Low-wage workers have been striving for better treatment and better pay under Barack Obama's administration, but it's looking like a lot of their efforts will be trounced by Donald Trump. With all the disussions about people working at minimum wage (or below!) it's worth wondering: who are these workers anyway? Turns out, most of them are women.

A new study by Oxfam and the Institute for Women’s Policy Research essentially concluded that women make up most of the workforce who are paid the least. Unsurprisingly, women of color and foreign women are disproportionately represented in this group. The study also predicts this pattern will continue — and probably worsen — in the near future.

“Millions of people in the US work in jobs that offer few rewards and demand a great deal. These jobs pay low wages, provide scant benefits, impose irregular hours, and take a toll on physical and emotional health,” reads the report. “Most of these workers are women. The gender segregation of the workforce (in the US and globally) has meant, in general, that women are concentrated in jobs that pay lower wages.”

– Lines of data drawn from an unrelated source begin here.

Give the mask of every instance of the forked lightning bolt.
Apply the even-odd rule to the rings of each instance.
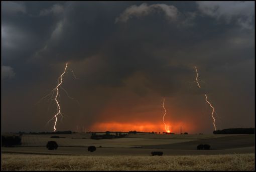
[[[215,126],[215,119],[213,117],[213,113],[214,112],[214,108],[212,106],[211,103],[207,100],[207,96],[206,95],[206,94],[205,94],[205,100],[206,100],[206,102],[208,104],[210,105],[210,106],[212,108],[212,112],[211,112],[211,116],[212,117],[212,118],[213,118],[213,125],[214,125],[214,131],[216,131],[216,126]]]
[[[170,132],[170,131],[167,130],[167,129],[166,129],[166,124],[165,123],[165,115],[166,115],[166,109],[165,108],[164,104],[165,104],[165,98],[164,97],[164,101],[163,102],[163,107],[164,108],[164,109],[165,109],[165,114],[164,114],[164,116],[163,116],[163,121],[164,121],[164,124],[165,124],[165,130],[167,132]]]
[[[75,79],[77,79],[76,77],[75,76],[75,74],[74,73],[74,72],[73,71],[73,70],[72,70],[71,69],[70,69],[69,68],[68,68],[68,63],[66,63],[66,67],[65,68],[65,69],[64,69],[64,71],[63,72],[63,73],[60,76],[60,77],[58,78],[58,84],[56,86],[56,87],[54,88],[52,90],[52,91],[51,92],[51,93],[50,94],[47,94],[46,96],[43,97],[40,101],[39,102],[40,102],[42,100],[46,98],[46,97],[49,96],[50,95],[51,95],[51,97],[50,98],[50,99],[51,100],[54,100],[57,104],[57,112],[56,112],[56,114],[52,118],[52,119],[51,119],[50,120],[49,120],[48,121],[48,122],[47,122],[47,123],[48,123],[50,121],[51,121],[51,120],[52,120],[53,119],[54,119],[54,118],[55,118],[55,123],[54,123],[54,127],[53,127],[53,129],[54,130],[54,132],[56,131],[56,124],[57,124],[57,122],[58,121],[58,116],[59,115],[60,115],[62,117],[63,117],[63,115],[62,115],[62,114],[61,113],[61,107],[60,107],[60,104],[59,104],[59,98],[60,98],[60,93],[59,93],[59,87],[60,87],[60,88],[61,88],[63,90],[64,90],[65,91],[65,92],[66,93],[66,94],[67,94],[67,96],[68,96],[68,97],[69,97],[69,98],[72,99],[73,100],[75,100],[75,101],[76,101],[79,104],[79,102],[73,99],[73,98],[69,96],[69,95],[68,95],[68,92],[67,92],[67,91],[66,91],[65,89],[64,89],[63,88],[62,88],[62,87],[61,87],[61,85],[62,84],[62,82],[63,82],[63,80],[62,80],[62,76],[65,74],[65,73],[66,73],[66,69],[68,69],[69,70],[70,70],[71,71],[71,72],[72,72],[73,73],[73,75],[74,76],[74,77],[75,78]],[[54,94],[55,93],[55,91],[56,91],[56,95],[55,96],[55,97],[54,99],[53,99],[53,98],[54,97]],[[39,103],[38,102],[38,103]]]
[[[198,85],[198,87],[199,87],[199,88],[201,88],[201,87],[200,86],[199,83],[198,82],[198,81],[197,80],[197,78],[198,78],[198,73],[197,72],[197,69],[196,68],[196,66],[195,66],[195,69],[196,69],[196,74],[197,74],[196,78],[196,82],[197,83],[197,84]],[[215,119],[214,118],[214,117],[213,116],[213,113],[214,112],[215,109],[214,109],[214,108],[213,107],[213,106],[212,106],[212,105],[211,105],[211,104],[207,100],[207,96],[206,95],[206,94],[205,94],[205,100],[206,101],[206,102],[208,104],[209,104],[210,106],[211,106],[211,107],[212,108],[211,116],[212,117],[212,118],[213,119],[213,125],[214,126],[214,131],[215,131],[216,130]]]

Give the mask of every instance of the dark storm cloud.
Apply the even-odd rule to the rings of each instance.
[[[25,105],[16,102],[23,109],[21,116],[27,121],[47,121],[51,115],[44,117],[45,110],[38,112],[47,106],[37,111],[29,105],[53,88],[67,61],[80,79],[66,79],[65,89],[82,104],[78,108],[75,103],[63,102],[72,107],[65,109],[67,113],[80,119],[67,124],[69,127],[79,120],[87,125],[95,122],[101,111],[98,107],[106,106],[115,89],[135,82],[138,85],[130,91],[141,96],[150,93],[170,97],[203,96],[207,92],[216,95],[217,102],[222,98],[218,91],[232,85],[241,96],[254,101],[251,77],[245,79],[245,86],[237,84],[244,78],[242,74],[231,74],[239,70],[251,76],[254,71],[249,65],[254,60],[254,2],[2,4],[2,65],[16,73],[2,84],[5,120],[16,115],[15,110],[8,110],[11,106],[8,100],[14,94],[10,92],[15,91],[18,100],[26,101]],[[207,88],[190,87],[195,77],[194,66],[208,83]],[[126,82],[138,73],[145,81]],[[24,93],[28,93],[26,99]],[[233,100],[230,107],[238,102]],[[242,106],[250,109],[248,116],[254,115],[253,107]],[[228,111],[224,109],[218,107],[220,111]],[[31,127],[43,130],[43,123]],[[4,128],[9,129],[7,125]]]

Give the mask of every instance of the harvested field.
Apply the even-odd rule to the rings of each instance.
[[[166,144],[157,145],[143,145],[145,148],[161,148],[171,149],[194,149],[200,144],[208,144],[211,149],[237,148],[254,146],[254,135],[244,134],[226,137],[209,138],[178,143]]]
[[[46,155],[3,153],[2,170],[254,170],[254,154],[193,156]]]
[[[2,147],[2,152],[20,153],[29,154],[65,154],[84,155],[90,156],[149,156],[151,151],[161,151],[164,152],[164,156],[174,155],[210,155],[224,154],[234,153],[253,153],[254,150],[181,150],[145,149],[130,148],[104,148],[97,147],[93,152],[87,150],[87,147],[59,147],[57,150],[48,150],[44,147]]]

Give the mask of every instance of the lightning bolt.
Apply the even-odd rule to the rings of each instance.
[[[49,97],[49,96],[51,96],[51,97],[50,97],[49,99],[51,99],[52,100],[54,100],[55,101],[55,102],[56,103],[56,104],[57,105],[57,112],[56,112],[56,114],[50,120],[49,120],[47,122],[47,124],[48,124],[48,123],[49,123],[49,122],[50,121],[52,121],[54,118],[55,119],[55,122],[54,122],[54,127],[53,127],[54,130],[54,132],[55,132],[56,130],[56,126],[57,123],[58,122],[58,118],[57,118],[58,116],[59,115],[60,115],[61,116],[61,117],[62,117],[61,118],[62,120],[63,117],[64,117],[64,116],[62,115],[62,113],[61,112],[61,107],[60,107],[60,104],[59,104],[59,100],[60,99],[60,93],[59,93],[59,91],[60,90],[59,89],[59,87],[60,87],[60,88],[61,88],[64,91],[64,92],[66,93],[66,95],[67,95],[67,96],[68,96],[68,98],[69,98],[70,99],[72,99],[73,100],[76,101],[78,103],[78,104],[80,105],[79,102],[77,100],[76,100],[74,99],[74,98],[73,98],[71,97],[70,96],[69,96],[69,95],[68,95],[68,93],[67,92],[67,91],[65,89],[64,89],[61,86],[61,85],[62,84],[62,82],[63,82],[62,76],[66,73],[66,71],[67,70],[67,69],[69,69],[69,70],[70,70],[71,71],[71,72],[73,73],[73,76],[74,76],[74,77],[75,78],[75,79],[77,79],[76,78],[76,76],[75,75],[75,74],[74,74],[74,71],[73,71],[73,70],[68,68],[68,63],[66,63],[66,66],[65,66],[65,69],[64,69],[64,71],[63,73],[62,74],[61,74],[61,75],[59,77],[59,78],[58,78],[58,84],[57,84],[57,85],[56,87],[54,88],[52,90],[52,91],[51,92],[51,93],[48,94],[46,96],[43,97],[38,102],[38,103],[39,103],[43,99],[45,99],[45,98],[47,98],[48,97]],[[56,93],[56,95],[55,96],[55,98],[53,98],[54,94],[55,94],[55,92]]]
[[[205,94],[205,100],[207,102],[208,104],[210,105],[210,106],[212,108],[212,112],[211,112],[211,116],[212,117],[212,118],[213,118],[213,125],[214,125],[214,131],[216,131],[216,126],[215,126],[215,119],[213,117],[213,113],[214,112],[214,108],[212,106],[211,103],[207,100],[207,96],[206,95],[206,94]]]
[[[163,102],[163,107],[164,108],[164,109],[165,109],[165,114],[164,114],[164,116],[163,116],[163,121],[164,121],[164,124],[165,124],[165,130],[167,132],[170,132],[170,131],[167,130],[167,129],[166,129],[166,124],[165,123],[165,115],[166,115],[166,109],[165,108],[164,104],[165,104],[165,98],[164,97],[164,101]]]
[[[200,86],[199,83],[198,82],[198,81],[197,80],[197,78],[198,78],[198,73],[197,72],[197,69],[196,68],[196,66],[194,66],[194,67],[195,67],[195,69],[196,69],[196,74],[197,74],[196,78],[196,82],[197,83],[197,84],[198,85],[198,87],[199,87],[199,88],[201,88],[201,87]],[[207,96],[206,95],[206,94],[205,94],[205,100],[206,101],[206,102],[208,104],[209,104],[210,106],[211,106],[211,107],[212,108],[211,116],[212,117],[212,118],[213,119],[213,125],[214,126],[214,131],[216,131],[216,125],[215,125],[215,119],[214,118],[214,117],[213,116],[213,113],[214,112],[215,109],[213,107],[213,106],[212,106],[211,104],[207,100]]]
[[[198,87],[199,87],[199,88],[201,88],[201,87],[200,86],[200,85],[199,85],[199,83],[198,82],[198,80],[197,80],[197,78],[198,78],[198,73],[197,72],[197,69],[196,69],[196,66],[195,66],[195,68],[196,69],[196,82],[197,83],[197,84],[198,85]]]

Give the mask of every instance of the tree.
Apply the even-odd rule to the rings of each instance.
[[[209,150],[209,149],[210,149],[210,147],[211,147],[211,146],[209,145],[209,144],[204,144],[204,148],[205,150]]]
[[[204,145],[203,144],[199,144],[196,147],[197,148],[197,150],[202,150],[204,148]]]
[[[58,144],[55,141],[49,141],[46,144],[46,147],[49,150],[57,149],[58,146]]]
[[[88,147],[88,151],[90,151],[91,152],[96,150],[96,147],[94,146],[90,146]]]

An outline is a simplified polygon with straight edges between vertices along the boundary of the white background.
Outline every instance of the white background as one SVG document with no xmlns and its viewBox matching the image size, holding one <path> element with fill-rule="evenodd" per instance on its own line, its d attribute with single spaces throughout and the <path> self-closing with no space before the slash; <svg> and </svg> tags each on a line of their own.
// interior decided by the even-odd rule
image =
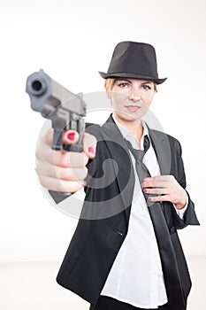
<svg viewBox="0 0 206 310">
<path fill-rule="evenodd" d="M 44 120 L 30 109 L 26 79 L 43 68 L 73 92 L 103 90 L 120 41 L 155 46 L 160 77 L 152 110 L 183 148 L 200 227 L 180 232 L 187 255 L 206 254 L 203 0 L 0 2 L 0 261 L 61 260 L 77 223 L 41 190 L 34 150 Z M 101 116 L 100 116 L 101 117 Z"/>
</svg>

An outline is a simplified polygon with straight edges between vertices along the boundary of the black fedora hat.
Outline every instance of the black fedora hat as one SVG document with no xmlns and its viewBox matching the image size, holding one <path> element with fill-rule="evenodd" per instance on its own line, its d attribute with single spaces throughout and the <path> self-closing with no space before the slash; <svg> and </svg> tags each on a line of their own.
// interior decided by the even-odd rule
<svg viewBox="0 0 206 310">
<path fill-rule="evenodd" d="M 115 47 L 107 74 L 99 72 L 103 79 L 109 77 L 127 77 L 152 80 L 156 84 L 163 83 L 166 78 L 159 79 L 156 50 L 148 43 L 137 42 L 120 42 Z"/>
</svg>

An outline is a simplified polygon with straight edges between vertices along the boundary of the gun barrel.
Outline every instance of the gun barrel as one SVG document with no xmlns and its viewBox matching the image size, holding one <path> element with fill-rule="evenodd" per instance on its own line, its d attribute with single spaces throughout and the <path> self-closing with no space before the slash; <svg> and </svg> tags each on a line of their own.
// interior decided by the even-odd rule
<svg viewBox="0 0 206 310">
<path fill-rule="evenodd" d="M 47 90 L 47 83 L 44 79 L 31 79 L 29 81 L 30 94 L 34 96 L 41 96 L 44 94 Z"/>
</svg>

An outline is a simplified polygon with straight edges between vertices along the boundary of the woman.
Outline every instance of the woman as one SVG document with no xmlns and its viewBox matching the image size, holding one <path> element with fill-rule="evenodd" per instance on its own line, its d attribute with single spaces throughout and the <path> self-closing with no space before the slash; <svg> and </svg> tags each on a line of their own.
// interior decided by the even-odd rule
<svg viewBox="0 0 206 310">
<path fill-rule="evenodd" d="M 134 42 L 119 43 L 100 74 L 113 113 L 103 126 L 88 124 L 84 152 L 51 151 L 50 132 L 36 153 L 42 186 L 86 192 L 57 282 L 93 310 L 185 310 L 191 282 L 177 229 L 199 223 L 179 143 L 142 120 L 166 79 L 153 46 Z M 65 132 L 64 143 L 77 140 Z"/>
</svg>

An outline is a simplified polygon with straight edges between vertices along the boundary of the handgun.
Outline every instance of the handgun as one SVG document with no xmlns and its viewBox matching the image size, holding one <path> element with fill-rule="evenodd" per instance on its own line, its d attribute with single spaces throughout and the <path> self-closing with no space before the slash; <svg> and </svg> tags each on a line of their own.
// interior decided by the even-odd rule
<svg viewBox="0 0 206 310">
<path fill-rule="evenodd" d="M 31 108 L 42 117 L 51 120 L 54 136 L 52 149 L 63 151 L 83 151 L 84 117 L 87 105 L 82 94 L 73 94 L 53 79 L 43 70 L 34 72 L 27 79 L 26 92 L 31 101 Z M 80 136 L 73 144 L 62 143 L 65 129 L 76 130 Z"/>
</svg>

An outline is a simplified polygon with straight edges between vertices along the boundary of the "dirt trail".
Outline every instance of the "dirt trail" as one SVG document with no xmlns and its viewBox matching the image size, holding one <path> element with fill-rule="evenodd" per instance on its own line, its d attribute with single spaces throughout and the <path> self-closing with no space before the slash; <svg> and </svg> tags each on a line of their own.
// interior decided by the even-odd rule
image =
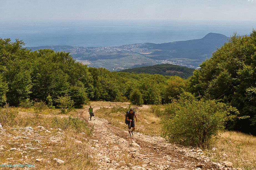
<svg viewBox="0 0 256 170">
<path fill-rule="evenodd" d="M 101 106 L 109 108 L 112 106 Z M 100 108 L 94 108 L 96 116 Z M 87 112 L 81 113 L 88 119 Z M 136 132 L 130 137 L 128 131 L 121 130 L 97 116 L 88 121 L 94 127 L 94 139 L 89 146 L 91 156 L 99 163 L 99 169 L 217 169 L 209 158 L 192 152 L 192 148 L 168 143 L 159 137 Z M 201 167 L 196 168 L 197 166 Z"/>
</svg>

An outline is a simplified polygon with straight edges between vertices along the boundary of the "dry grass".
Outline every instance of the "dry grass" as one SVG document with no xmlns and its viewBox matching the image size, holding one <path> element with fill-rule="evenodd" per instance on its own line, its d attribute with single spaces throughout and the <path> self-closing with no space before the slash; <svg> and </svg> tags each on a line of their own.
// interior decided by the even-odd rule
<svg viewBox="0 0 256 170">
<path fill-rule="evenodd" d="M 217 149 L 208 153 L 212 155 L 213 160 L 229 161 L 235 167 L 256 169 L 256 137 L 240 132 L 227 131 L 220 135 L 214 146 Z"/>
<path fill-rule="evenodd" d="M 136 113 L 138 120 L 137 122 L 135 122 L 136 131 L 149 135 L 160 135 L 161 126 L 160 124 L 160 119 L 152 113 L 149 107 L 133 106 L 131 107 Z M 126 111 L 128 110 L 128 107 L 115 107 L 114 108 L 102 108 L 95 113 L 97 116 L 106 119 L 115 126 L 128 130 L 128 126 L 125 121 Z"/>
<path fill-rule="evenodd" d="M 91 138 L 91 132 L 86 122 L 79 119 L 69 119 L 66 118 L 68 115 L 59 115 L 57 110 L 52 110 L 52 112 L 47 111 L 52 116 L 47 114 L 36 118 L 33 115 L 32 110 L 28 109 L 22 111 L 15 120 L 15 126 L 5 127 L 5 134 L 7 136 L 0 139 L 0 145 L 5 147 L 4 150 L 0 151 L 0 162 L 33 164 L 35 167 L 33 169 L 97 169 L 97 165 L 88 156 L 88 142 Z M 72 113 L 73 115 L 76 114 L 75 112 Z M 44 130 L 40 131 L 37 128 L 38 126 L 44 126 L 51 133 L 45 133 Z M 27 133 L 24 128 L 29 126 L 32 127 L 35 131 L 32 135 L 24 133 Z M 57 133 L 58 128 L 62 130 L 63 135 Z M 37 133 L 39 135 L 35 135 Z M 59 140 L 57 142 L 51 141 L 51 139 L 59 137 Z M 77 143 L 76 140 L 82 143 Z M 14 147 L 17 149 L 9 150 Z M 23 153 L 24 151 L 26 152 Z M 55 158 L 65 162 L 58 163 L 53 160 Z M 38 158 L 44 160 L 38 162 L 36 160 Z"/>
</svg>

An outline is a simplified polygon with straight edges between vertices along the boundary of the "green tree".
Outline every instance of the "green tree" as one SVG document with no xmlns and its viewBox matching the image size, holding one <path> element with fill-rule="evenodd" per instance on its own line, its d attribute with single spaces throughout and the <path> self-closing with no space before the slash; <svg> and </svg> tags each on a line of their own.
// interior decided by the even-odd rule
<svg viewBox="0 0 256 170">
<path fill-rule="evenodd" d="M 196 95 L 220 100 L 236 107 L 242 116 L 233 129 L 256 134 L 254 102 L 256 87 L 256 31 L 249 36 L 235 34 L 229 41 L 203 62 L 190 79 L 191 91 Z"/>
<path fill-rule="evenodd" d="M 239 113 L 235 108 L 214 100 L 198 100 L 187 93 L 169 104 L 162 136 L 172 142 L 203 148 Z"/>
<path fill-rule="evenodd" d="M 130 100 L 133 104 L 140 105 L 143 104 L 142 95 L 137 89 L 134 90 L 130 95 Z"/>
<path fill-rule="evenodd" d="M 8 86 L 6 82 L 3 81 L 0 75 L 0 106 L 6 101 L 6 94 L 8 90 Z"/>
<path fill-rule="evenodd" d="M 78 86 L 70 87 L 68 95 L 70 99 L 74 102 L 76 107 L 81 107 L 83 105 L 87 104 L 89 102 L 87 94 L 84 88 Z"/>
<path fill-rule="evenodd" d="M 178 99 L 181 94 L 187 88 L 188 81 L 177 76 L 171 77 L 167 81 L 163 94 L 166 103 L 171 103 L 173 99 Z"/>
<path fill-rule="evenodd" d="M 161 101 L 159 87 L 153 79 L 146 78 L 139 83 L 139 88 L 145 104 L 157 104 Z"/>
</svg>

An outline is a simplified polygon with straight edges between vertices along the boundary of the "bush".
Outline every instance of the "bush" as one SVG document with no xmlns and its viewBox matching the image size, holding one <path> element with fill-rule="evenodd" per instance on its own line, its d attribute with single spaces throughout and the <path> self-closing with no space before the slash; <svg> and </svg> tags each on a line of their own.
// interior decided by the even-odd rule
<svg viewBox="0 0 256 170">
<path fill-rule="evenodd" d="M 144 102 L 142 95 L 137 89 L 135 89 L 131 94 L 130 100 L 133 104 L 137 105 L 141 105 Z"/>
<path fill-rule="evenodd" d="M 168 110 L 171 114 L 163 121 L 162 135 L 170 142 L 203 148 L 239 113 L 235 108 L 216 100 L 197 100 L 187 93 L 169 104 Z"/>
<path fill-rule="evenodd" d="M 72 86 L 70 87 L 68 93 L 70 99 L 73 101 L 74 105 L 76 107 L 81 107 L 82 105 L 89 102 L 84 88 Z"/>
<path fill-rule="evenodd" d="M 44 110 L 48 108 L 45 102 L 42 101 L 35 102 L 33 107 L 36 116 L 38 116 L 39 114 L 42 114 Z"/>
<path fill-rule="evenodd" d="M 33 105 L 33 101 L 30 100 L 28 98 L 21 102 L 19 105 L 20 107 L 26 108 L 30 108 Z"/>
<path fill-rule="evenodd" d="M 69 117 L 69 118 L 58 119 L 54 117 L 52 122 L 53 126 L 56 128 L 60 128 L 65 130 L 72 128 L 77 131 L 83 131 L 88 130 L 86 122 L 84 120 L 81 120 L 78 117 Z M 85 131 L 88 132 L 89 131 Z"/>
<path fill-rule="evenodd" d="M 47 106 L 49 108 L 54 109 L 54 107 L 53 106 L 52 99 L 52 97 L 49 94 L 48 95 L 47 97 L 46 97 L 46 102 L 47 102 Z"/>
<path fill-rule="evenodd" d="M 160 117 L 163 114 L 163 111 L 158 106 L 151 106 L 151 107 L 152 112 L 156 114 L 156 116 Z"/>
<path fill-rule="evenodd" d="M 9 107 L 7 104 L 3 107 L 0 107 L 0 122 L 2 126 L 11 126 L 14 124 L 14 119 L 18 113 L 19 111 L 16 108 Z"/>
<path fill-rule="evenodd" d="M 129 110 L 129 109 L 128 108 L 114 106 L 111 108 L 111 113 L 117 113 L 118 112 L 125 113 L 127 111 Z"/>
<path fill-rule="evenodd" d="M 65 114 L 70 111 L 74 106 L 74 102 L 70 96 L 65 95 L 59 97 L 55 100 L 59 103 L 57 106 L 60 108 L 60 113 Z"/>
<path fill-rule="evenodd" d="M 121 92 L 119 92 L 117 94 L 117 95 L 115 100 L 115 102 L 125 102 L 128 101 L 128 99 Z"/>
</svg>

The study considers those who work for less than $15 an hour to be "low wage." 43 percent of the women in these jobs are below the poverty line.

The scariest part of the study is that predictions about the future of these low wage workers are looking rather grim. The researchers reccommend a raise in minimum wage, which is currently stuck at $7.25 per hour, as a reasonable measure to help fix to the situation. Donald Trump has made numerous completely contradictory statements about this, but many Republicans in power are firmly agaisnt the idea

Similarly dark: the study proclaims that “low-wage women’s jobs will increase at one and a half times the rate of all other jobs” over the next decade and “even more women will be faced with the need to take jobs that undervalue their education and skills, undercompensate their contributions, and exact heavy physical and emotional costs.”

So much for those who say the gender pay gap isn't real.